The rest of this paper is organized as follows: In Section 2, a nonlinear model of a dual-spool turbofan engine is built and linearized. In Section 3, a brief background of reinforcement learning and DDPG is given. In Section 4, the method of designing the controller for a turbofan engine with reinforcement learning is presented. In Section 5, a series of simulations are applied in different conditions. The simulation results are compared with a traditional gain-scheduled controller, which is designed with linear matrix inequality (LMI) based on an LPV model. Finally, conclusions are given in Section 6.

2. System Uncertainties Analysis

Consider the follow nonlinear system:

{\begin{cases} \dot{x} (t) = f (x (t), u (t), d (t)) \\ y (t) = g (x (t), u (t), d (t)) \end{cases}

(1)

where

x (t) \in R^{x}

is the state vector of the system,

u (t) \in R^{u}

is the input vector of the system,

y (t) \in R^{y}

is the output vector of the system, and

d (t) \in R^{d}

is the disturbance vector.

Moreover, a linear system is proposed to approximate the dynamic of the nonlinear system for decreasing the nonlinear complexity and making it easier to design the controller k(t), which regulates the y(t) to the desired outputs r(t), based on classic control theory or modern control theory. This can be described as follows:

{\begin{cases} δ \dot{x} = A (x - x_{e}) + B (u - u_{e}) + G (d - d_{e}) \\ δ y = C (x - x_{e}) + D (u - u_{e}) + H (d - d_{e}) \end{cases}

(2)

where x_e is the steady-state vector of the system, u_e is the input vector that keeps the system working at x_e, y_e is the steady output vector of the system at state x_e with input u_e, and d_e is the disturbance vector at x_e. For a stable system, (x_e, u_e, d_e), which keeps the system working at steady state, always exists. The nonlinear system at steady state can be described as follows:

{\begin{cases} 0 = f (x_{e}, u_{e}, d_{e}) \\ y_{e} = g (x_{e}, u_{e}, d_{e}) \end{cases}

(3)

Matrices of the linear system are usually obtained by linearizing at steady points. A is the state matrix, B is the input matrix, C is the output matrix, D is the feedforward matrix, G is a disturbance matrix, and H is a disturbance matrix. They are obtained as follows:

A = {\frac{\partial f}{\partial x} |}_{(x_{e}, u_{e}, d_{e})}

,

B = {\frac{\partial f}{\partial u} |}_{(x_{e}, u_{e}, d_{e})}

,

G = {\frac{\partial f}{\partial d} |}_{(x_{e}, u_{e}, d_{e})}

,

C = {\frac{\partial g}{\partial x} |}_{(x_{e}, u_{e}, d_{e})}

,

D = {\frac{\partial g}{\partial u} |}_{(x_{e}, u_{e}, d_{e})}

,

H = {\frac{\partial g}{\partial d} |}_{(x_{e}, u_{e}, d_{e})}

.

As a result, uncertainties are introduced into the system. This is described as follows:

{\begin{cases} ω (\dot{x}) = f (x, u, d) - f (x_{e}, u_{e}, d_{e}) - A (x - x_{e}) - B (u - u_{e}) - G (d - d_{e}) \\ ω (y) = g (x, u, d) - g (x_{e}, u_{e}, d_{e}) - C (x - x_{e}) - D (u - u_{e}) - H (d - d_{e}) \end{cases}

(4)

The uncertainties depend on the difference between the current state x and the linearized steady state x_e. In order to reduce the uncertainties of the linear system when it is used to approximate the nonlinear system over the whole working condition, the linear parameter-varying (LPV) model, which is widely used in modern control theory, is introduced.

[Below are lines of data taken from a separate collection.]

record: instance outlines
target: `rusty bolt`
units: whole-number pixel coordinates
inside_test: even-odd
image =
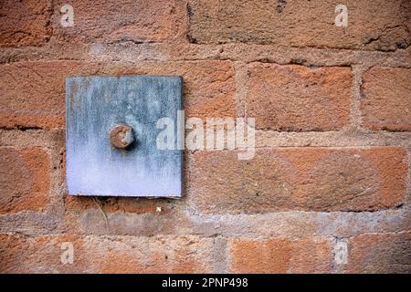
[[[120,124],[110,130],[110,141],[118,149],[126,149],[134,141],[132,128],[129,125]]]

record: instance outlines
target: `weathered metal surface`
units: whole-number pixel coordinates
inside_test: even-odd
[[[124,124],[114,126],[109,137],[111,145],[118,149],[129,149],[135,141],[132,128]]]
[[[182,194],[182,151],[159,150],[156,122],[177,124],[180,77],[72,77],[66,79],[67,186],[69,194]],[[127,150],[111,143],[119,124],[132,128]]]

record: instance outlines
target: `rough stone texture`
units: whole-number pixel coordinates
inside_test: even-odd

For the nonlinear system shown in Equation (1), the LPV model can be obtained by linearizing at n different equilibrium points shown in Equation (3) and scheduling with a parameter. Then, the nonlinear system can be approximated with the LPV model as follows:

{\begin{cases} \dot{x} = A (p) x + B (p) u \\ y = C (p) x + D (p) u \end{cases}

(5)

where

p = [\begin{matrix} p_{1} & p_{2} & p_{3} & \dots & p_{n} \end{matrix}]

are the scheduled parameters and

\sum_{j = 1}^{n} p_{j} = 1, p_{j} \geq 0

. System matrices are defined as follows:

{\begin{matrix} A (p) = \sum_{j = 1}^{n} p_{j} A (j) & B (p) = \sum_{j = 1}^{n} p_{j} B (j) \\ C (p) = \sum_{j = 1}^{n} p_{j} C (j) & D (p) = \sum_{j = 1}^{n} p_{j} D (j) \end{matrix}

(6)

where A(j), B(j), C(j), and D(j) are the jth matrices obtained by linearizing the nonlinear system at equilibrium points

(x_{e} (j), u_{e} (j), d_{e} (j))

.

Although the LPV model is proposed with the idea of reducing the uncertainties by reducing the difference between x and x_e, the uncertainties introduced into the system in the linearization still exist, and are very hard to calculate.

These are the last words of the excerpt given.